Use of herbal medications: Lucy’s pride and joy is her garden. Beautiful, sprawling across most of the clinic grounds, most every plant also has medicinal functions. Clinic staff will prescribe these medicines in combination with pharmaceuticals in order to increase benefits to the patient. Different plants can soothe the stomach, act as a salve for skin rashes, and even contained some active ingredients for antimalarials and chemotherapy drugs! Probably my favorite is the popo tree (papaya)- it seemed like everything could be used, from the seeds relieve constipation to the skin of the fruit, which can be used to clean debris from an infected wound. And of course, the fruit provides essential vitamins and minerals!

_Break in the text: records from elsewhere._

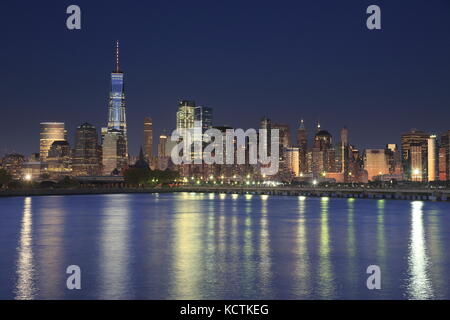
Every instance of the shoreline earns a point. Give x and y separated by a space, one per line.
358 193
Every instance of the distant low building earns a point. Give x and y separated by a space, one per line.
13 164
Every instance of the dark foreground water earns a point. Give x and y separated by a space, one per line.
206 246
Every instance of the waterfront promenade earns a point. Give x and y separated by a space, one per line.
357 192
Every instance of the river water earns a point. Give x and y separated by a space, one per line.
211 246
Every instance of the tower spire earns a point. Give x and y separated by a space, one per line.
302 124
117 56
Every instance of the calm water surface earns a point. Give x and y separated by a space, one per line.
209 246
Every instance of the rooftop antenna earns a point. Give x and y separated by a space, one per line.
117 56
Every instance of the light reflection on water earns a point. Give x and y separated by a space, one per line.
210 246
25 288
419 284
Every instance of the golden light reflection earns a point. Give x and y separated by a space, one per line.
351 242
25 287
188 249
302 269
264 248
326 286
50 247
419 286
381 245
114 243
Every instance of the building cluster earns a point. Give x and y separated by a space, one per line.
422 157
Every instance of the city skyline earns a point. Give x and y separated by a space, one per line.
378 85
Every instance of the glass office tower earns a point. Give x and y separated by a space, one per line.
117 115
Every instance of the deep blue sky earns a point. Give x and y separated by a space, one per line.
245 59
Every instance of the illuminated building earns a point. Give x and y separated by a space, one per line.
148 139
117 116
115 138
203 117
162 146
416 159
86 156
266 124
50 132
412 166
343 155
302 143
293 160
185 115
445 159
13 164
432 158
394 160
443 164
59 160
141 162
375 163
113 150
323 154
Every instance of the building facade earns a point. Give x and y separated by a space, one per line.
50 132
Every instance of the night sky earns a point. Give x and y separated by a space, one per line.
245 59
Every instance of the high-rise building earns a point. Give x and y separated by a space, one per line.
445 144
323 154
185 115
203 117
343 154
415 167
375 163
117 114
13 164
115 137
50 132
394 160
416 162
148 139
162 146
113 150
87 154
432 158
292 160
59 160
302 143
266 124
443 164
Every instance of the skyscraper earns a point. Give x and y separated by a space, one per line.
415 144
86 157
203 117
445 157
59 160
185 115
302 143
376 163
148 139
323 154
117 115
432 158
50 132
115 156
113 149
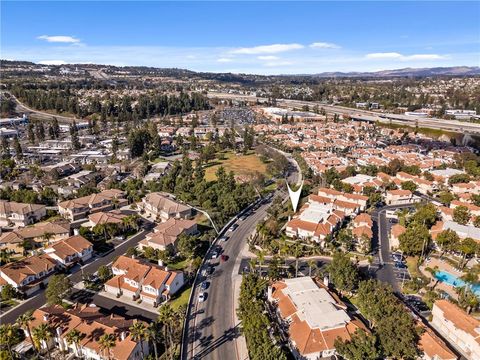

According to Lucy and Linly, patients are usually very accepting of these treatments, eager to use things that they know as a part of a more traditional form of healing.

 

Inward vs. outward focus: St. Gabe’s has a HUGE catchment area, with patients coming from as far as past Lilongwe and across the borders into Zambia and Mozambique. Ndi Moyo, on the other hand, just serves the district of Salima. There’s a reason for this difference, and it largely comes down to the goals of the organization. St. Gabriel’s understands that there is currently a HUGE gap in palliative care provision throughout Sub-Saharan Africa. As such, they’re using the hospital’s resources to allow as many people as possible to face chronic illnesses with dignity. NdiMoyo’s focus for the future is largely on being a role model for aspiring palliative care providers; they specifically have chosen to not expand in favor of instead forming mentorships with hospitals and clinics in other districts. NdiMoyo’s founders, Lucy and Tony, speak of holding brief clinical trainings to allow practitioners from all over the region to get hands-on experience with palliative care. While this scale-up process is still in the early stages, I admire NdiMoyo’s ability to acknowledge the limitations of their clinic.

 

Methods for provision of services: St. Gabriel’s takes care of their patients in three main ways: through inpatient services in the FCCU, through biweekly outpatient clinics, and during home based care appointments with staff and community volunteers. NdiMoyo philosophy doesn’t focus on inpatient services; they believe in seeing patients wherever allows them to live the happiest and most comfortable life. This usually means at the clinic, at outreach clinics, and in the patients’ homes, but it can often expand to include Salima District Hospital or even the side of a road! Both of these systems have merits: some people are sick enough to require the reound-the-clock care of inpatient treatment, while others appreciate the flexibility of mobile visits. The way I see it, they’re two sides of the same coin, trying to provide palliative care with quality and compassion to their patients.

 

I think that perhaps the most telling thing about our trip to NdiMoyo is NdiMoyo means something along the lines of “the place giving life” in Chichewa. From what I’ve seen, that’s an accurate representation of their service. They take people who have lost hope in the face of devastating diagnoses and give them an opportunity to truly live in their last days. NdiMoyo is providing people with a chance to live a fulfilling life- to feel supported, to live pain-free, and to be at peace. I’m very optimistic about the role that Rice BTB software can play in encouraging this goal, and I hope that we have the opportunity to build further on our relationship with NdiMoyo in the coming months and years!

 

(1) A cancer that often arises as a result of being immunocomprimised, as is characteristic of HIV+ patients.